Internet personality Yoseph Haddad claimed that Brits who label Israel an apartheid state are ‘idiots’
April 3, 2025 15:23A delegation of Arab-Israelis who reject the labelling of their country as an apartheid state were welcomed to the House of Lords yesterday.
35 Arab-Israelis on an advocacy tour of the UK were hosted in Parliament by Conservative Friends of Israel Chair Lord Polak in an event attended by peers including former pensions minister Baroness Altmann and Labour peer Lord Turnberg.
Led by Yoseph Haddad, chair of campaign group Together Vouch for Each Other (TVFOE) (in Hebrew, the group’s name Arevim ze le ze contains a pun on the Hebrew word for Arabs, Aravim), whose provocative videos confronting pro-Palestine activists have gained him online fame, he said that he laughed at westerners who said Israel was an apartheid state.
On Tuesday he posted a video of himself confronting a pedestrian while brandishing a t-shirt with a photo of Hamas leader Yayah Sinwar after he had been killed by the IDF alongside a picture of a donkey and the captions “Donkey and dead terrorist” and “The IDF did that”.
“Anyone who says that Israel is an apartheid state, not only is lying, but is either lying or is an idiot”, he told the JC.
“If I use public transportation, I don't know if my driver is an Arab or a Jew, and we don't have a line for Arabs and a line for Jews.”
Haddad continued: “An Arab judge sent an Israeli president to prison, if Israel was an apartheid state that’s something that can’t happen.”
The peers also heard from Lorena Khateb, a Druze campaigner who criticised the lack of knowledge about her community: “People didn't know that we are an integral part of the Israeli society.”
She also spoke about the October 7 attacks, saying nothing could have prepared her for the horrors she witnessed in their aftermath.
“I saw the videos, I saw the pictures, and then I understood what we are dealing with, and I started to create videos in Arabic – my mother tongue – in order to raise awareness, is about what's happening in Israel”, she told the room.
Khateb also pointed out that the Druze community has higher IDF enlistment rates per capita than the Jewish community and they have suffered casualties during the conflict in Gaza: “We have lost 13 of our best soldiers, of our best brothers and sons”.
Eric Rubin, one of the executive directors of TVFOE, who made Aliyah to Israel shortly after October 7, showed the event a football with the faces of the 12 Druze children killed on a playing field by Hezbollah rockets in the town of Majdal Shams.
Sheik Monji Marey, a Druze community leader from northern Israel, told peers that his community – located around two kilometres from the border with Lebanon – “has also suffered from Hezbollah rocket fire”.
He added: “We gather here to take a strong stance against terrorism in all its forms, and reaffirm our commitment to world free from violence and fear. Terrorism, in any shape or form, is an assault on humanity.”
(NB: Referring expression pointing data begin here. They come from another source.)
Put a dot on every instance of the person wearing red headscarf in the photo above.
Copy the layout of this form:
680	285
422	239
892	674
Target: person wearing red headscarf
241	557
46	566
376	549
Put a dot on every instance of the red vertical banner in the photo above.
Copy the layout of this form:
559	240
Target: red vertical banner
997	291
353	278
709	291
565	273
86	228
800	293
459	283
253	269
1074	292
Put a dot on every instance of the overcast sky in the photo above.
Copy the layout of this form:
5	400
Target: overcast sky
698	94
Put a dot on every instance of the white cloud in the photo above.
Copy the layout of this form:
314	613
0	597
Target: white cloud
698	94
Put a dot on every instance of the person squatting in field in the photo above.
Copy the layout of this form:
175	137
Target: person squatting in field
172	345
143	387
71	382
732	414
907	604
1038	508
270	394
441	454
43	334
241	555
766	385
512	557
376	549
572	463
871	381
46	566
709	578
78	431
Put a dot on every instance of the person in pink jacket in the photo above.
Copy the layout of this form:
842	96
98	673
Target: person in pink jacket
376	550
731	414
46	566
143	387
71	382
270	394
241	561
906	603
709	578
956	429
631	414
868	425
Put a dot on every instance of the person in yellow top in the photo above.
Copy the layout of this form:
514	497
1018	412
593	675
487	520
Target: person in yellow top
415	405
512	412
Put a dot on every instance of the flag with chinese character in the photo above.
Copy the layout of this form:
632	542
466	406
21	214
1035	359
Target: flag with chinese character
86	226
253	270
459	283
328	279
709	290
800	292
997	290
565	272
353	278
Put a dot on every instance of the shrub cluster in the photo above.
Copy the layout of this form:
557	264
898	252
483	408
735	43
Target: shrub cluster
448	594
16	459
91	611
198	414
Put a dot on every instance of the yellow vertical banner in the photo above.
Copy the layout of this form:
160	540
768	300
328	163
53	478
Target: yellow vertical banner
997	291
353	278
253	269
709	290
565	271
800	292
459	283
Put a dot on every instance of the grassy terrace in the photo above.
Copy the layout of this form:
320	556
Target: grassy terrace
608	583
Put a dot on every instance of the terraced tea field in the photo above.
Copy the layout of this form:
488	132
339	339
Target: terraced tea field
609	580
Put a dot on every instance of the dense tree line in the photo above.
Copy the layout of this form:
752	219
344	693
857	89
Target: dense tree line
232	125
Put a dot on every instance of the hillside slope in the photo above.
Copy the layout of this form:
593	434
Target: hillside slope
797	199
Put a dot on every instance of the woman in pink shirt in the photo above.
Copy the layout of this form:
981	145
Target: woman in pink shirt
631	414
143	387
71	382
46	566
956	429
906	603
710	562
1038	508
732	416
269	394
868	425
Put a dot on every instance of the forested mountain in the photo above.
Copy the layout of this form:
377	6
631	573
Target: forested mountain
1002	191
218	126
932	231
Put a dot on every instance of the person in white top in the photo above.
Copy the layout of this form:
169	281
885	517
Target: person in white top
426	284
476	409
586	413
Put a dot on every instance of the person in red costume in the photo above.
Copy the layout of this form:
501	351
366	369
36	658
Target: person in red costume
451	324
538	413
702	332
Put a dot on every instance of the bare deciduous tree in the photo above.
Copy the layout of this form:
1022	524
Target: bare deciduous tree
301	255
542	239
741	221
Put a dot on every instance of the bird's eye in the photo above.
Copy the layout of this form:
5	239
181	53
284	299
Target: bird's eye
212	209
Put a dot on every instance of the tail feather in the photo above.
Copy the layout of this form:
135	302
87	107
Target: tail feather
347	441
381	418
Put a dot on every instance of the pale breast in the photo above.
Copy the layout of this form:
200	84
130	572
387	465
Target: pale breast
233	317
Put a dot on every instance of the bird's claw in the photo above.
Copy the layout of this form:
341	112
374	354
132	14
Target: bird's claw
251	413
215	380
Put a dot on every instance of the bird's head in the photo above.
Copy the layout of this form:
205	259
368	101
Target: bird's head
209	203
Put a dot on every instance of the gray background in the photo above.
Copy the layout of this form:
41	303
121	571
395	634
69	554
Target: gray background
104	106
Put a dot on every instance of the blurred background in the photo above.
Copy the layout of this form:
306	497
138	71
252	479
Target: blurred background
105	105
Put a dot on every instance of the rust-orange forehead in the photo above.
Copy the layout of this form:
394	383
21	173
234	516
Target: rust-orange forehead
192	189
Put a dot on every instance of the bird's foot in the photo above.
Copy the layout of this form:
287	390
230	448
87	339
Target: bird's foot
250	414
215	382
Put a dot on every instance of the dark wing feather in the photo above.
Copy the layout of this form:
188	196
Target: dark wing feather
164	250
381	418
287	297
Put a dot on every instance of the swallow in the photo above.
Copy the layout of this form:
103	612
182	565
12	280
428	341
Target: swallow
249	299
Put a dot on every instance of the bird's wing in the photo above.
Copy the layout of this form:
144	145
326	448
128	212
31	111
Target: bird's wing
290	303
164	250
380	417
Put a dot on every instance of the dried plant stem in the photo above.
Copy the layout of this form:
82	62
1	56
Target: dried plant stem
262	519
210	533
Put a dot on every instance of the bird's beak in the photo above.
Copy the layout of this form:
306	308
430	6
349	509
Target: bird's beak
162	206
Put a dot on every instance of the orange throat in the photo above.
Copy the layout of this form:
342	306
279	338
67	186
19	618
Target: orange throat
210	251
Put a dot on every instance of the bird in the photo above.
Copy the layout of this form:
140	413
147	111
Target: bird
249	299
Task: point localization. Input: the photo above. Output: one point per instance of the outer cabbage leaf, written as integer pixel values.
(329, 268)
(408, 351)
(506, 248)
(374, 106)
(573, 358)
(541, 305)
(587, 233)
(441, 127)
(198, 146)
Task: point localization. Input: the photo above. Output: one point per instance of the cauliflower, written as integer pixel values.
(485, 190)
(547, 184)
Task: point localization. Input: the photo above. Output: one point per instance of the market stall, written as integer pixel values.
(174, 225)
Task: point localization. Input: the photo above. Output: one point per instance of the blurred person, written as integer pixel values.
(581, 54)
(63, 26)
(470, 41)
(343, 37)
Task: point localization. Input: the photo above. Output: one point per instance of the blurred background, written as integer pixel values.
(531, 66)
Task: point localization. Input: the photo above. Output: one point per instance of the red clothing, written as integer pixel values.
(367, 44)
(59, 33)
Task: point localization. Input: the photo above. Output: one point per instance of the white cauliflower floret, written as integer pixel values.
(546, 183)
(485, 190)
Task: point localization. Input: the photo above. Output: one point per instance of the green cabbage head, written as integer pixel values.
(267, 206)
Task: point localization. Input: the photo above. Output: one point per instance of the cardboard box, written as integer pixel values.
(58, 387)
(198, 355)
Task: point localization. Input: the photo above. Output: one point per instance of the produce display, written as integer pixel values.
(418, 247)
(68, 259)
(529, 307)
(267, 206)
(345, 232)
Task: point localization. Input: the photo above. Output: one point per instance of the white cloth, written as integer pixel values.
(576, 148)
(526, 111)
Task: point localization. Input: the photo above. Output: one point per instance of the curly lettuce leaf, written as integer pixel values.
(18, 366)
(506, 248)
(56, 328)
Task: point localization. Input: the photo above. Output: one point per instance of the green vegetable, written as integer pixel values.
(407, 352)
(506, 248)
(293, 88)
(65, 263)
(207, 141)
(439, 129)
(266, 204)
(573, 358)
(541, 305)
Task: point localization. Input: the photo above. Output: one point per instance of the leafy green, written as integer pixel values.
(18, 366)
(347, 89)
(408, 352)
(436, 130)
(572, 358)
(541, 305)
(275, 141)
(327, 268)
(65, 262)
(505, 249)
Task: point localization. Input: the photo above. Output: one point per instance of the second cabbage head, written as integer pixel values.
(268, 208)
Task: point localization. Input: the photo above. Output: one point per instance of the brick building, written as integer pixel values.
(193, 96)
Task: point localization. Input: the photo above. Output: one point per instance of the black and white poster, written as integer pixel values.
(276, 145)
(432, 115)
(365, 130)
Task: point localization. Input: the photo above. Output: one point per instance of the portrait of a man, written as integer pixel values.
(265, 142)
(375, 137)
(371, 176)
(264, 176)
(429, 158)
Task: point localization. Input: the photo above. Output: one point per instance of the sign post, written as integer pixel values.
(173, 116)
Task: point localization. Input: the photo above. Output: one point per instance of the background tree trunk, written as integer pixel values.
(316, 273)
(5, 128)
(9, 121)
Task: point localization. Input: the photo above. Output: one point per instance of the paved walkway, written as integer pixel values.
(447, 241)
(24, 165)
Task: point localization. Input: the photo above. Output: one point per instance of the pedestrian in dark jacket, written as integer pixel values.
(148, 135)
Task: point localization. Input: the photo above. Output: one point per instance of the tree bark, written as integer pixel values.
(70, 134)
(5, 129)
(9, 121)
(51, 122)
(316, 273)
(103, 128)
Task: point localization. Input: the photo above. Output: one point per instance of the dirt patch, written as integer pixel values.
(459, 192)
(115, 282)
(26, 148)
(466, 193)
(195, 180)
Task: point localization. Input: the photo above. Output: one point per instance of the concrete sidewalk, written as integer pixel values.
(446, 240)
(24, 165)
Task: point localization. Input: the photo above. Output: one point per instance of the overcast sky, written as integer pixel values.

Sabine Taasa, a survivor of October 7 whose husband and son were killed by terrorists who live-streamed it, also accompanied the delegation and attacked claims of apartheid: “We don't hate each other. We want to live together in peace”.
She continued: please take this reality, this story, to the world … because we need to change the narrative. We must. I cannot accept racism, antisemitism, because I love my life. I love the world … we want to live in peace.
After the event, Baroness Altmann told the JC: “Meeting those wonderful people was so uplifting and I wish more of our Parliamentary colleagues would listen to their words rather than just repeating the Palestinian propaganda that we keep hearing.”